The class bell rang, and she slowly turned around, ignoring the flow of gossip. Yes, Anson had disappeared right after the fire. Yes, he’d burned down the shed in the park. But she just couldn’t accept that he’d had anything to do with what had happened at The Lighthouse.
She’d convinced herself that Anson would return to Cedar Cove soon. With all her heart, she believed he’d be back by graduation. She clung to that hope, focused on the date—June fourth—and refused to doubt him.
The afternoon dragged by. Every day had since she’d seen him the night of the fire. After her last class she couldn’t get away fast enough. She hurried off the school grounds to her part-time job at her dad’s accounting firm. As she walked to the building owned by her father and his partners, she reviewed the facts as she remembered them.
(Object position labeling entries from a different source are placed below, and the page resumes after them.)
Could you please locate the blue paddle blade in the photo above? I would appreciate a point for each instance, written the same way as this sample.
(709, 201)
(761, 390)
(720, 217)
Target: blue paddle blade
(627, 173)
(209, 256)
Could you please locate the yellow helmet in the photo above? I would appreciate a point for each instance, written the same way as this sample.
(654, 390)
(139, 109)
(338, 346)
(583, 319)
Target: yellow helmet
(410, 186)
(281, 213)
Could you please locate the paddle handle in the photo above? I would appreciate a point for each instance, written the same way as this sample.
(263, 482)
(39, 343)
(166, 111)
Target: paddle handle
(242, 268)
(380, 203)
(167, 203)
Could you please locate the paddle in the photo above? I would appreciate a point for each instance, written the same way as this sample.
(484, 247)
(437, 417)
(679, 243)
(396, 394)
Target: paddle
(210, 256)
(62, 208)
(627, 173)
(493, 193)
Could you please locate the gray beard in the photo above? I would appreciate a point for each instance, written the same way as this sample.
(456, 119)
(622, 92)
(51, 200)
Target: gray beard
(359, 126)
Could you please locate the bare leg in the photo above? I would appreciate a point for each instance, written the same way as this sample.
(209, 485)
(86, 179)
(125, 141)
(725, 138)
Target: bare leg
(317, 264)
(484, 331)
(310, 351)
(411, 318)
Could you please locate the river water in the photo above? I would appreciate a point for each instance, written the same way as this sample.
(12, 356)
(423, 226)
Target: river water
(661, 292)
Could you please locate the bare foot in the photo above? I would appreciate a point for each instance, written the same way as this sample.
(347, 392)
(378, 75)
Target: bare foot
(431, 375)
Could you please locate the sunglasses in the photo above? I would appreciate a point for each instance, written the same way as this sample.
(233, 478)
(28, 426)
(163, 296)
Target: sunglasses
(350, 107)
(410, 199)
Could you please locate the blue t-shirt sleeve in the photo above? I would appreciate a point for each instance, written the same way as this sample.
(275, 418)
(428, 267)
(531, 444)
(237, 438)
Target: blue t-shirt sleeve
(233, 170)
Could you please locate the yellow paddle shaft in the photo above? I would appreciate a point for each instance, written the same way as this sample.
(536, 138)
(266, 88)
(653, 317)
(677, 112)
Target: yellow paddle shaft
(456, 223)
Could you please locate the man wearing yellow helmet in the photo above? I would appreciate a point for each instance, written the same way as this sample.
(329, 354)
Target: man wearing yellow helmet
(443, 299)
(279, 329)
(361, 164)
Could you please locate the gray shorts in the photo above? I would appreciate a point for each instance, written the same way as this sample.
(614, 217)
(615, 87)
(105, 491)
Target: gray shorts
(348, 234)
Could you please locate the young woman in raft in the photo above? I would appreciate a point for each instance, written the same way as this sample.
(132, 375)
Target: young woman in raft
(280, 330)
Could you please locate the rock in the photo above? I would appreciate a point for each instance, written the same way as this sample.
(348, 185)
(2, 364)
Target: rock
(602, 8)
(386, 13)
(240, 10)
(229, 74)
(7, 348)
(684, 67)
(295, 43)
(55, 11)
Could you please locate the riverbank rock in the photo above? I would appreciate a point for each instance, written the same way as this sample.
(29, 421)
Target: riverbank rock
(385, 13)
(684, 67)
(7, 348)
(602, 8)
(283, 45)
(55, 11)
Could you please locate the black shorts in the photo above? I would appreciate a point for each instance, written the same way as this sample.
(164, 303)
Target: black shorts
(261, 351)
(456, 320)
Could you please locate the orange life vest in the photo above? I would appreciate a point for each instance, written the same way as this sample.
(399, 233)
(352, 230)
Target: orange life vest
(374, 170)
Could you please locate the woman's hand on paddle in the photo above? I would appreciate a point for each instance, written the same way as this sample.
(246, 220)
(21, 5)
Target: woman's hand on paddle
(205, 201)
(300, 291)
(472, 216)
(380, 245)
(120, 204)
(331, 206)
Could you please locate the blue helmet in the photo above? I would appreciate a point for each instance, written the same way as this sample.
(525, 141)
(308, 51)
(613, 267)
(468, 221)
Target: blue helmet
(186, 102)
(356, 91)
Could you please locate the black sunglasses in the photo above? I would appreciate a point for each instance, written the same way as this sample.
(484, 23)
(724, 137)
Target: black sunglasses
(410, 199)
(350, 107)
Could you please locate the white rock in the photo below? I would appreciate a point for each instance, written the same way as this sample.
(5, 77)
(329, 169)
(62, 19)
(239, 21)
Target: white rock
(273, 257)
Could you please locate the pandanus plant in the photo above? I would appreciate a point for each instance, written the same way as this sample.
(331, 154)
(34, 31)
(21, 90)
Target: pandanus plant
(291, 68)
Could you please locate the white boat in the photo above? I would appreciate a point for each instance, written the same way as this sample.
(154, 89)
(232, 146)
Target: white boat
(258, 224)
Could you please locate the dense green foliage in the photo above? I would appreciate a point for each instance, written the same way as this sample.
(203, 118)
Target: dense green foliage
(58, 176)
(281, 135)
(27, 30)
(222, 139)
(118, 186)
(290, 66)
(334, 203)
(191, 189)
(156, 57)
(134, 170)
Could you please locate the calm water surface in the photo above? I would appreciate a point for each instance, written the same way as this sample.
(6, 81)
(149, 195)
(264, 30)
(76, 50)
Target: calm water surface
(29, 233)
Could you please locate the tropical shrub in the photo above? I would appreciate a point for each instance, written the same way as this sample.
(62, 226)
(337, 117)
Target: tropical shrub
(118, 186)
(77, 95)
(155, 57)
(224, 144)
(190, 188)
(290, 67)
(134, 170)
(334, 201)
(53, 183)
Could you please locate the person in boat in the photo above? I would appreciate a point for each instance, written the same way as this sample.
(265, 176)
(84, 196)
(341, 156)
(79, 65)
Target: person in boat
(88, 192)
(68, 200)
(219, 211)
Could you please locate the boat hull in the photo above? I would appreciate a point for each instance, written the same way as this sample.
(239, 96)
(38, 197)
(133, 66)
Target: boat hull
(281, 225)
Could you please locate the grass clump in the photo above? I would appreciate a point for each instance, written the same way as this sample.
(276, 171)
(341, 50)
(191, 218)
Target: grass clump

She did this often; she went over and over every detail she could recall. Logically, she understood why someone who didn’t know Anson might conclude that he was an arsonist. Okay, so he’d made that one mistake last fall, with the park shed. But he’d owned up to it, taken his punishment and moved on.
It’d been a week since she’d seen him—the longest week of her life. She remembered how he’d come to her that night. She’d been asleep and he’d tapped against her bedroom window, waking her. It wasn’t the first time he’d appeared in the middle of the night, only now he wouldn’t come inside. He’d explained that the only reason he was there was to tell her goodbye.
She’d argued with him, but he’d been adamant, insisting he had to leave. So many questions remained unanswered, including the issue of the missing money. Anson swore he knew nothing about that and she believed him. Mr. Gunderson was wrong to blame Anson for a crime he didn’t commit.
Worse, according to the terms of his plea agreement, the agreement Anson had made with the court after the first arson, he’d pledged to stay in school and make restitution.
But Anson hadn’t been in school the week before the fire, and Allison had been worried sick, wondering where he was and what he was doing. No one seemed to have any idea, and no one seemed to care, either. Not even his mother.
Anson had said he was leaving and wouldn’t tell her where he was going or when he’d be back. He’d kissed her goodbye and although she’d pleaded with him to stay, to talk things out, he’d disappeared into the night.
The next morning, on one of the worst days of her life, Allison’s mother, Rosie, woke her and said Sheriff Troy Davis needed to ask her a few questions. That was when she’d learned about The Lighthouse. As best she could, Allison answered the sheriff’s questions—except she didn’t tell him everything.